Saturday, 19 January 2008

What I'm reading - January 2008

Current read: Wildwood: A Journey Through Trees by Roger Deakin
Where / how acquired: Christmas present from brother-in-law
Vibe: Woody

Roger Deakin's Waterlog was one of my reading highlights of 2007. I worked in the Cambridge branch of Waterstones when the book was originally published in 1999 and Deakin came in to talk about it. The book is his diary of a year swimming everywhere and anywhere in the British Isles, mostly in the wild. I remember talking to him about swimming in the Cam, and although I didn't read the book at the time it was on a must-read list in the back of my mind since.

This new book, finished just before he died in 2006, was published last year and it was, I think, Will Self's review of it that reminded me about Waterlog. That book is just brilliant - a humble, personal but beautiful, delicate mixture of autobiography, travel writing and ecology - and all based in the UK, much of it in east Anglia which is where I'm from.

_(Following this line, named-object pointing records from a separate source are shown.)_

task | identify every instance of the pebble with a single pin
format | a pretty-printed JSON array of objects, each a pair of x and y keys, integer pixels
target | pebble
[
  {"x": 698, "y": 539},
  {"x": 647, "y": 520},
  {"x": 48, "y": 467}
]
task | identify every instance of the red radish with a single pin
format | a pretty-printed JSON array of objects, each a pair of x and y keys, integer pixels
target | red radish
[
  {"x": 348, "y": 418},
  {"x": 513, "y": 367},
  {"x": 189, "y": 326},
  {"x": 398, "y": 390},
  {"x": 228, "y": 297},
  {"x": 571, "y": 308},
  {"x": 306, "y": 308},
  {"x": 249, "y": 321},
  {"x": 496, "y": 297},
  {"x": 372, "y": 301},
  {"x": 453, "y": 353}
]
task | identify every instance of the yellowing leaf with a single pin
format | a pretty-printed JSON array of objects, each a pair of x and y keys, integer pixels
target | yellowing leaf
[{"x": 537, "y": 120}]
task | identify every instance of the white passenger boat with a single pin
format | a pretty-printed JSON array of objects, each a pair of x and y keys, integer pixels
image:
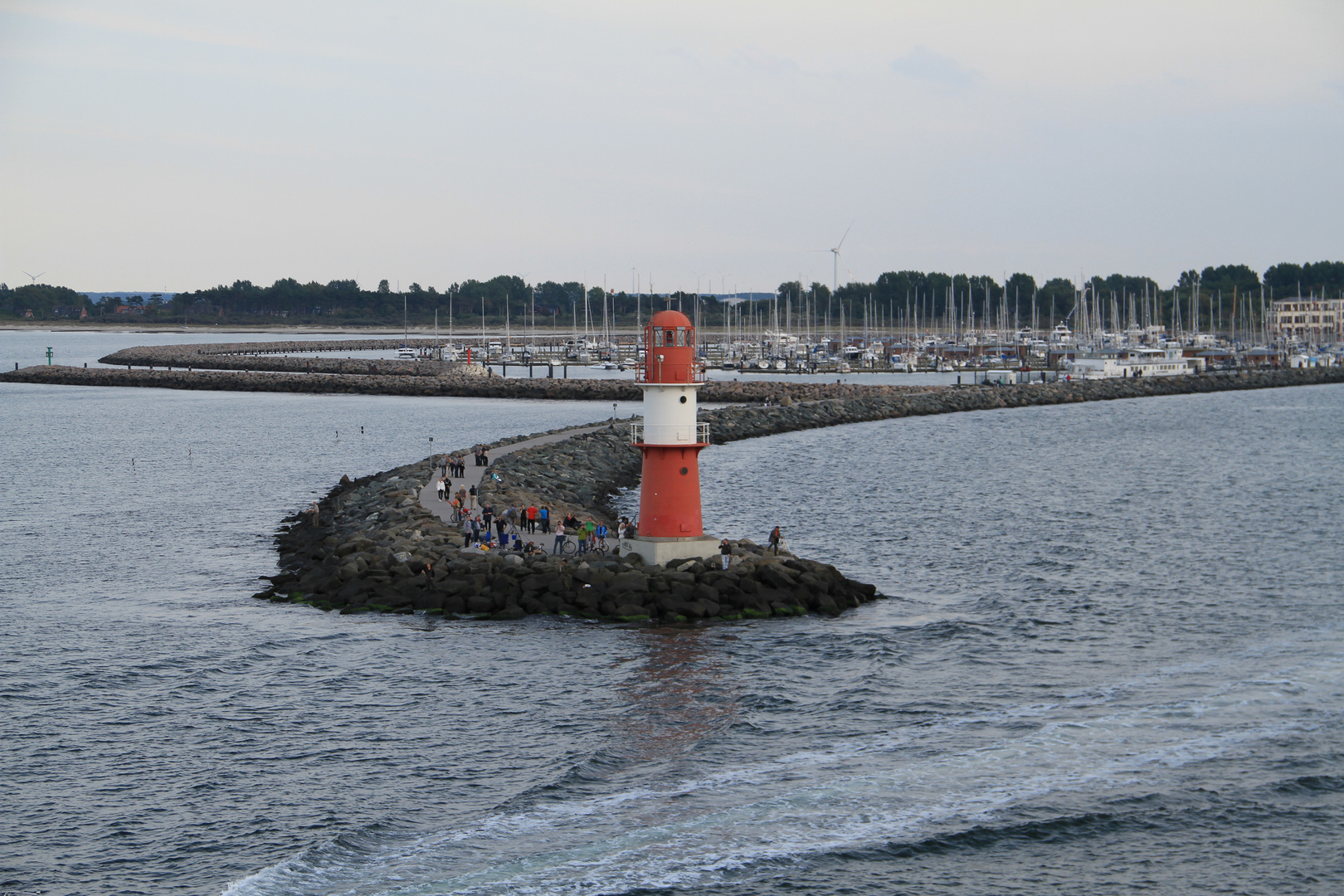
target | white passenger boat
[{"x": 1129, "y": 362}]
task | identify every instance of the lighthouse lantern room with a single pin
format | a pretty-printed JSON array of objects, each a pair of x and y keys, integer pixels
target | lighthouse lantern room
[{"x": 671, "y": 441}]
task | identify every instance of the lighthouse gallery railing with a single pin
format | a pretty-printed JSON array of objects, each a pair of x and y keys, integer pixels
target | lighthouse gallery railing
[{"x": 643, "y": 434}]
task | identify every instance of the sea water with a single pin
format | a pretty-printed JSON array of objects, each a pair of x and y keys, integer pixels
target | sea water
[{"x": 1110, "y": 661}]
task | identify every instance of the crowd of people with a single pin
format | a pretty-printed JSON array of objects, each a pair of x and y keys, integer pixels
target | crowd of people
[{"x": 509, "y": 528}]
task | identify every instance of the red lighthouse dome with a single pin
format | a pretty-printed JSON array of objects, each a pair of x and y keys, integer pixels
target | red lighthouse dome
[{"x": 670, "y": 349}]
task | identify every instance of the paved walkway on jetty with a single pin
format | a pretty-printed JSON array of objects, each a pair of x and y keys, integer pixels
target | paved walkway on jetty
[{"x": 429, "y": 494}]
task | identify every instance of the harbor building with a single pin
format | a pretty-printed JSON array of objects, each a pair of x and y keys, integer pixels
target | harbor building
[{"x": 1308, "y": 320}]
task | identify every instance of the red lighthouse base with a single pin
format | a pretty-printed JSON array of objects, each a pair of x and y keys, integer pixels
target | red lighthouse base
[
  {"x": 670, "y": 507},
  {"x": 670, "y": 492}
]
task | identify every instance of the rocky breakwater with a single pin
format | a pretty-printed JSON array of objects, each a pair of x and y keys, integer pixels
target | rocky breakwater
[
  {"x": 464, "y": 382},
  {"x": 371, "y": 547},
  {"x": 188, "y": 358},
  {"x": 728, "y": 425}
]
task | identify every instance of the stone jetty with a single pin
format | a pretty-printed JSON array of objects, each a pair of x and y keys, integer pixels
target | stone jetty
[
  {"x": 468, "y": 382},
  {"x": 373, "y": 546}
]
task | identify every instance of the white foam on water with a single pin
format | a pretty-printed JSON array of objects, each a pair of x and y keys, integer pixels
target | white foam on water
[{"x": 926, "y": 781}]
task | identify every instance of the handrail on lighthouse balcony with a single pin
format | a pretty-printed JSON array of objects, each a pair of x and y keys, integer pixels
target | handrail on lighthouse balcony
[
  {"x": 696, "y": 373},
  {"x": 672, "y": 436}
]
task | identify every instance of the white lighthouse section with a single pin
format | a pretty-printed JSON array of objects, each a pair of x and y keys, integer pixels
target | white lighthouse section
[{"x": 670, "y": 414}]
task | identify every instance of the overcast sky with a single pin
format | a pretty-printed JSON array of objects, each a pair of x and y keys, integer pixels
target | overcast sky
[{"x": 169, "y": 147}]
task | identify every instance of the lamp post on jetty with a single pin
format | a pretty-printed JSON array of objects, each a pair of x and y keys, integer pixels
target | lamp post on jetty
[{"x": 671, "y": 441}]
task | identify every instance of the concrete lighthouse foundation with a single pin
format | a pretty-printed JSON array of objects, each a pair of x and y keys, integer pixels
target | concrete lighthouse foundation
[{"x": 671, "y": 441}]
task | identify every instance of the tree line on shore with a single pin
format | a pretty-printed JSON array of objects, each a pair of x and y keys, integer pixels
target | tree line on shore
[{"x": 895, "y": 299}]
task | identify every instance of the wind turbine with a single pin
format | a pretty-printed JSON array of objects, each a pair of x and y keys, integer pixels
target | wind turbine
[{"x": 835, "y": 253}]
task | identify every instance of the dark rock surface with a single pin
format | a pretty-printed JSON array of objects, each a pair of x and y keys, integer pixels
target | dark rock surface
[
  {"x": 371, "y": 544},
  {"x": 373, "y": 547}
]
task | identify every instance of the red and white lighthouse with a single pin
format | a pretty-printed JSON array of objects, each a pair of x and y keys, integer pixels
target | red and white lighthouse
[{"x": 671, "y": 441}]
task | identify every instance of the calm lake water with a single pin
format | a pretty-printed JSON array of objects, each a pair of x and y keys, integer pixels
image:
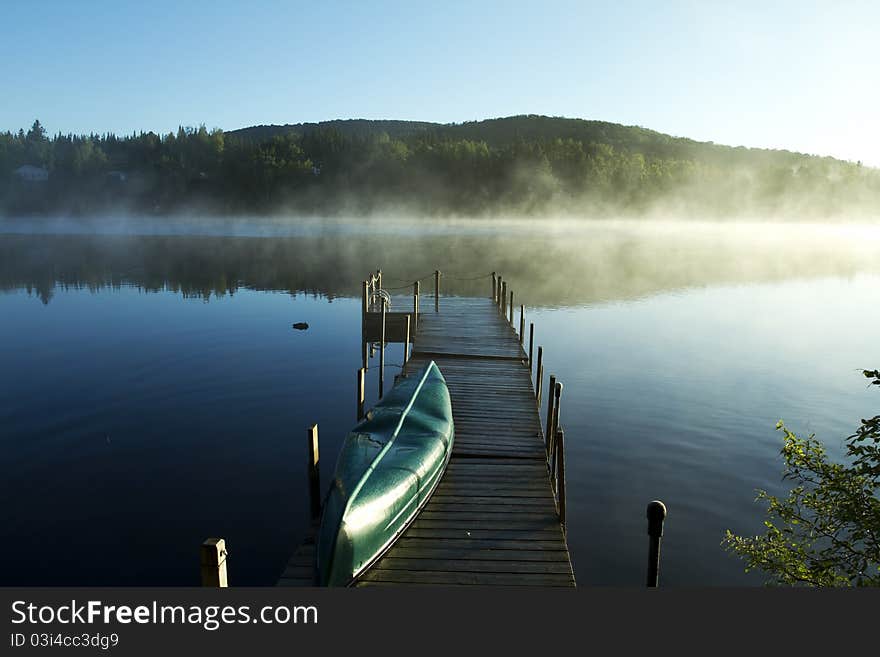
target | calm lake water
[{"x": 153, "y": 392}]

I'm about two thirds of the way through Wildwood now. It does feel as is Deakin's death meant the editorial process has been stymied a little – the part in Australia seems to meander on just a bit too long, for instance, but that may just be that it’s writing about the UK that I like about Deakin’s books. But much of the book is just a joy - I loved the part where he joins a moth-hunting society for the evening in a local wood; the section on cricket-bat willow (I'm hoping there's a bit later on about guitar wood, we'll see); his tales of being a youthful ecologist in 1950s Hampshire; and the current section, set in the incredible-sounding walnut forests of Central Asia, where wood is simply a way of life.